Lacking initial support, it is proceeding along “the sort of winding path often followed by major legislative initiatives,” writes Iglehart.
Initial CBO analysis says the Baucus bill would not add to the deficit because its costs would be covered by a tax on “Cadillac” insurance plans, a slowing of the growth of Medicare and Medicaid payments to nonphysicians, and new fees on clinical laboratories and medical-device manufacturers.
Insurers would be required to cover everyone without discrimination on the basis of health status or caps on annual or lifetime coverage.
John Goodman notes the following effects in an article entitled “Baucus Declares War on the Middle Class”:
- The threshold for the 35% excise tax on “Cadillac” insurance is indexed to the consumer price index (CPI), not the medical price index (MPI), which grows three times as fast. Eventually, all insurance will exceed the cap and be taxed.
- “Credible” employer coverage might cost $13,000 for a family. The maximum the employee can be required to pay is 13% of income, or $6,500 if income is $50,000. The employer must pay the rest (out of reduced wages). The full cost that must be paid by workers, either in premiums or reduced wages, after adjusting for taxes, amounts to 26% of his income.
- If the worker qualifies for Medicaid, the employer faces no increased costs. Thus, there is an incentive to hire the poor, and not to hire the middle class.
- Millions of families will be forced to move from private plans, which provide a broad choice of physicians, to Medicaid and S-CHIP plans with much more limited access.
David McKalip, M.D., notes the following effects on physicians, from the version of the bill available to him:
- Capitation will become the dominant mode of payment.
- Doctors would have to be a “Medicare-enrolled physician” to order services that would result in any cost to the Medicare program.
- Doctors will be penalized for going over budget, and no statistically valid samples will be used. At the same time, the cost of procedures and devices they order will be driven up by taxes.
- Doctors will be made to pay $350 each into a fund to pay for “screening” programs to cover unannounced and random site visits to check for “waste, fraud, and abuse.” Doctors may be prevented from practicing in a “fraud-prone” specialty, or required to put up a $500,000 surety bond.
- Medicare funds are redistributed from specialists to primary-care physicians.
Estimates of the effects of “health care reform” bills ignore the effects of other pending legislation, such as the Waxman “cap and trade” bill. Higher unemployment caused by this bill would increase the number of uninsured.

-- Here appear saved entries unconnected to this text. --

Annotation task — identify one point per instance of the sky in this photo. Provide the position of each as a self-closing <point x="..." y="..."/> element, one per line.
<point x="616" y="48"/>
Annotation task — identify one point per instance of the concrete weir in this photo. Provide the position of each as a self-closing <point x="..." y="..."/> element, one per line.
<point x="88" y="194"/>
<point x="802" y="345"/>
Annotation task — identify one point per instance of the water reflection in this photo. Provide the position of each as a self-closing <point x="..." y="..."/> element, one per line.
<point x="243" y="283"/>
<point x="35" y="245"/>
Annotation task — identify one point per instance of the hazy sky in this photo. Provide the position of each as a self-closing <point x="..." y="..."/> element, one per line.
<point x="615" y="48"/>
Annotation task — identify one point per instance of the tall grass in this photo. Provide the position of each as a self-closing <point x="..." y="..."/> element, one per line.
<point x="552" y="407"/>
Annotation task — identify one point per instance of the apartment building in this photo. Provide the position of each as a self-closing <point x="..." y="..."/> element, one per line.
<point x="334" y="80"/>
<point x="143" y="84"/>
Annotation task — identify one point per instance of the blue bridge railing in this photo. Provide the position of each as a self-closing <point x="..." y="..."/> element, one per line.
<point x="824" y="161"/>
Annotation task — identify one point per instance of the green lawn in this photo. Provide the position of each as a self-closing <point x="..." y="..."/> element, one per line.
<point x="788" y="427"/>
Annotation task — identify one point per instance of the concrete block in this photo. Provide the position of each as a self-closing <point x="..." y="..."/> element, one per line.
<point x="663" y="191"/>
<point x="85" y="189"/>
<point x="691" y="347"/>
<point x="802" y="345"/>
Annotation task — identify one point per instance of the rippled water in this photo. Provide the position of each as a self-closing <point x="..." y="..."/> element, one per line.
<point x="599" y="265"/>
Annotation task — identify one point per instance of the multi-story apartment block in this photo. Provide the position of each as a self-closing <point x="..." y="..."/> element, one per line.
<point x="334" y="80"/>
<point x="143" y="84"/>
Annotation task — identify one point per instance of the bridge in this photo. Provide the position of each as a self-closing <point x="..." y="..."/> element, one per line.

The Kaiser Family Foundation estimates that for every percentage point increase in unemployment (the loss of 1.54 million jobs), the number without health insurance rises by 1.1 million. Using projected job loss figures from Heritage, this could mean more than 820,000 losing their health insurance annually. New health problems are also highly correlated with job loss—including hypertension, heart disease, diabetes, alcohol-related problems, and low birth-weight babies (National Center for Public Policy Research, September 2009).
Although Democrats may be staking everything on passage, Iglehart notes: “The reform effort could be derailed at any point along this treacherous path, and the future of Obama’s presidency could hinge on the outcome.